The emergence of new business environment in the wake of Covid-19 is expected to boost cloud services and digitisation as companies overhaul their digital infrastructure to deal with new ways of working, they said. Demand for data centres has gone up as technologies for working remotely are playing a crucial role in keeping companies functional in a time of lockdown, industry executives said citing increasing number of enquiries being received by builders.
The emergence of new business environment in the wake of Covid-19 is expected to boost cloud services and digitisation as companies overhaul their digital infrastructure to deal with new ways of working, they said.
“Adaptation to cloud services is gaining pace, digitisation is accelerated and technology has come to the forefront in the way businesses and work are being carried out,” said Anshuman Magazine, chairman-India, South East Asia, Middle East & Africa, CBRE. “Enquiries for data centres have risen manifold based on data and network accessibility pattern companies are seeing during the lockdown.”

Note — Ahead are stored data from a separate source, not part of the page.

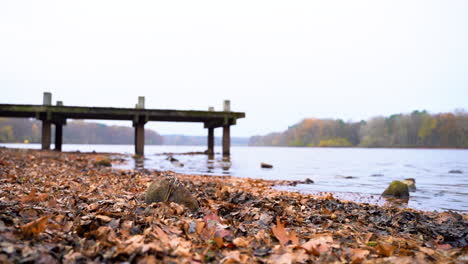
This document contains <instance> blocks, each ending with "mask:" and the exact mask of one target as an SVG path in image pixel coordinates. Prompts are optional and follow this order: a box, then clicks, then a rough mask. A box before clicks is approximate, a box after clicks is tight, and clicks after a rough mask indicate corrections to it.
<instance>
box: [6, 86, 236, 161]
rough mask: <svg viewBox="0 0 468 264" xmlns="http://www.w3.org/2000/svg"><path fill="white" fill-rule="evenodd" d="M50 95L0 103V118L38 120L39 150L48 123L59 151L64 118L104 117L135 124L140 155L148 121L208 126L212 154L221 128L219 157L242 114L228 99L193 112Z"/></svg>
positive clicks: (224, 149) (137, 144)
mask: <svg viewBox="0 0 468 264" xmlns="http://www.w3.org/2000/svg"><path fill="white" fill-rule="evenodd" d="M51 102H52V94H51V93H44V100H43V104H42V105H20V104H0V117H25V118H31V117H33V118H37V119H39V120H41V121H42V136H41V146H42V149H50V145H51V125H52V124H54V125H55V150H57V151H61V150H62V143H63V142H62V138H63V126H64V125H66V120H67V118H72V119H105V120H129V121H132V122H133V126H134V127H135V154H137V155H143V154H144V145H145V130H144V126H145V124H146V123H147V122H149V121H164V122H199V123H203V124H204V126H205V128H208V154H210V155H214V129H215V128H218V127H222V128H223V140H222V141H223V143H222V145H223V156H229V154H230V146H231V144H230V143H231V142H230V140H231V139H230V126H232V125H234V124H236V120H237V119H239V118H244V117H245V113H241V112H231V108H230V102H229V101H227V100H226V101H225V102H224V106H223V110H224V111H214V109H213V108H209V111H194V110H166V109H145V99H144V97H139V98H138V104H136V107H135V108H114V107H80V106H64V105H63V103H62V102H57V105H52V103H51Z"/></svg>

New learning among companies with respect to work-from-home (WFH) and data accessibility during the lockdown period has resulted in increasing enquiries for space and services at data centres and this trend is expected to gather further momentum. The Covid - 19 pandemic, lockdown and WFH have multiplied digital and online transactions, reflected in greater demand for collaborative tools like Zoom or usage of enterprise tools such as SAP or net banking.
Even on the consumer side, over-the-top or OTT platforms for entertainment such as Netflix and Hotstar require a robust and scalable data infrastructure as data traffic surges.
“There is a 30-35% increase in data centre capacity usage, and even after the situation returns to ‘normal’, the work style will continue to be data centre-driven and demand growth will continue,” said Niranjan Hiranandani, managing director, Hiranandani Group. “We are in negotiations with a large number of potential users, and we should be able to implement these once the lockdown is lifted and normalcy returns.” Hiranandani is planning to invest Rs 15,000 crore in the next few years in setting up data centres in Mumbai, Panvel and Chennai through the group’s new data centre business, Yotta.
Higher penetration of e-commerce, digital payments and widespread deployment of Big Data, apart from policy level push for data localisation, had already started spurring demand for data centres before Covid-19 struck. Sectors such as banking, financial services, logistics, transportation, e-commerce, media and entertainment, along with large-scale digitisation efforts within government, are driving the growth.
According to India’s Personal Data Protection Bill, 2019, users’ sensitive and critical data needs to be stored only in the country. Besides, mirror copies need to be stored here while processing data inside and outside India. The bill, introduced in the Lok Sabha in December 2019, imposed tough penalties on data breach, including 2-4% of total global turnover of the company or Rs 5-15 crore, whichever is higher.